Syndee took a deep breath and looked around. Even in the dim light, the park was beautiful. There were pretty little waves on the lake, and—

She frowned, took another deep breath, and raised her sleeve.

“Ops, I’m in Freedonia Park. We have no dewy morning grass scent; we have no just-opened flower scent. It smells like canned air in here. Humidity’s low, too. The whole section’s glitchy—not just the shutters.”

The shutters: they were original equipment, old and temperamental.

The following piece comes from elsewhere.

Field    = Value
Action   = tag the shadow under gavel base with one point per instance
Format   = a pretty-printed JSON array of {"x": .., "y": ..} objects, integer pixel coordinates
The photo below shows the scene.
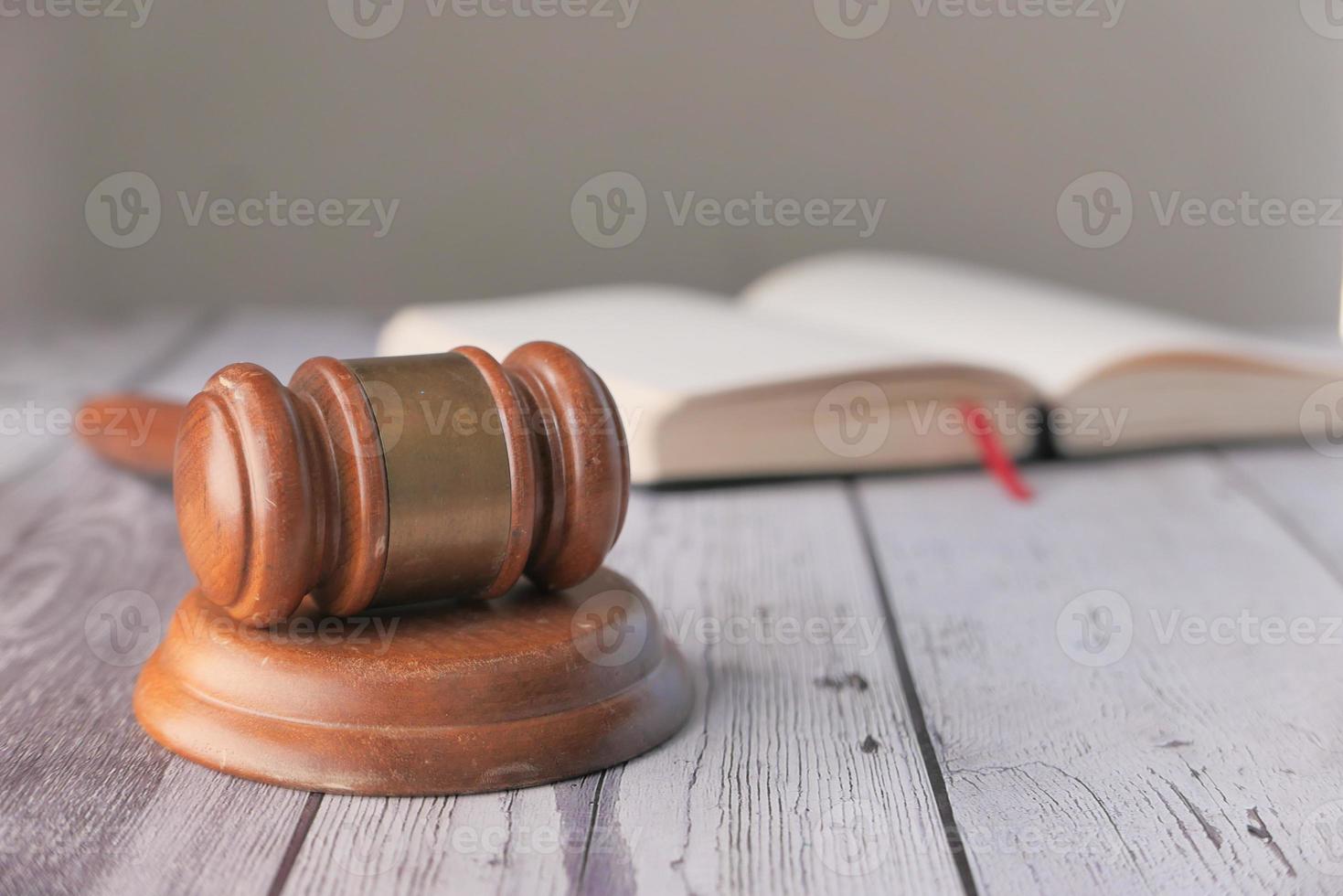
[{"x": 454, "y": 698}]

They’d done repairs, replaced worn components, and realigned the pleats three times before they’d opened this segment to the tours. Maybe it’d been optimistic to figure that third time was the charm and the shutters would stay fixed.

The aroma and humidity units, though—they were brand-new, and by dust, they ought not to’ve failed.

Syndee sighed. She should, she told herself, have expected this. Planned for it. The cameras had been her warning that something was wrong—either Boordy’s damn Ghost of Garcon or the Phantom of the Utility Tunnels or—

Her sleeve bleeped.

“Dunno what happened, Boss,” Jeeni said, “the dispersal units look good on both fresh grass and flowers. Have to open ’em up to see what’s gone wrong. I got some Atlantic Ocean scent, or, hey—mountain forest? We got ’way too plenty mountain forest.”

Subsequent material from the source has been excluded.